Dass die US-Strategie gegen den Iran neue Formen annimmt, zeichnete sich nach dem Angriff auf Israel am 7. Oktober und der damit einhergehenden Erosion seiner Stellung als regionaler Vormacht ab. Die von China vermittelte Annäherung zwischen Iran und Saudi-Arabien und die Aufnahme Irans, Saudi-Arabiens, der Vereinigten Arabischen Emirate und Ägyptens in BRICS versetzten die US-Strategen in Panik. Siehe meine Analyse mit dem Titel US embarks on proxy war against Iran, Indian Punchline, November 20, 2023.
Bereits in der zweiten Hälfte des Jahres 2023 gab es Anzeichen dafür, dass die USA zusammen mit der israelischen Achse den Terrorismus als einziges praktikables Mittel zur Schwächung des Irans und zur Wiederherstellung des regionalen Gleichgewichts zugunsten von Tel Aviv einsetzen wollten, was für Washingtons Priorisierung des asiatisch-pazifischen Raums und die Notwendigkeit, den ölreichen Nahen Osten zu kontrollieren, von entscheidender Bedeutung ist.
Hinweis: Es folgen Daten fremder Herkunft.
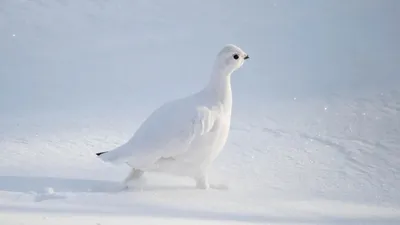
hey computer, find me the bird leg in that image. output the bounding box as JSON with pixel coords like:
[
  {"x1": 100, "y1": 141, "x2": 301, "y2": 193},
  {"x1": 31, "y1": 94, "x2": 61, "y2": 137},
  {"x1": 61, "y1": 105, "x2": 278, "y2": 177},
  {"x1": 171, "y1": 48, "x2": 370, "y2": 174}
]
[
  {"x1": 123, "y1": 168, "x2": 144, "y2": 186},
  {"x1": 195, "y1": 174, "x2": 210, "y2": 189},
  {"x1": 195, "y1": 173, "x2": 229, "y2": 190}
]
In der Tat ist ein konventioneller Krieg mit dem Iran für die USA nicht mehr machbar, da er die mögliche Zerstörung Israels riskiert.
Künftige Historiker werden die Angriffe der palästinensischen Widerstandsgruppen auf Israel am 7. Oktober sicher nüchtern untersuchen, analysieren und zu einem Ergebnis kommen. Nach der klassischen Militärdoktrin handelte es sich dabei im Wesentlichen um einen Präventivschlag der Widerstandsgruppen, bevor der US-israelische Moloch von Terrorgruppen – wie ISIS und Mudschaheddin-e-Khalq – zu einer konkurrierenden Plattform würde, die der Achse des Widerstands ebenbürtig wäre.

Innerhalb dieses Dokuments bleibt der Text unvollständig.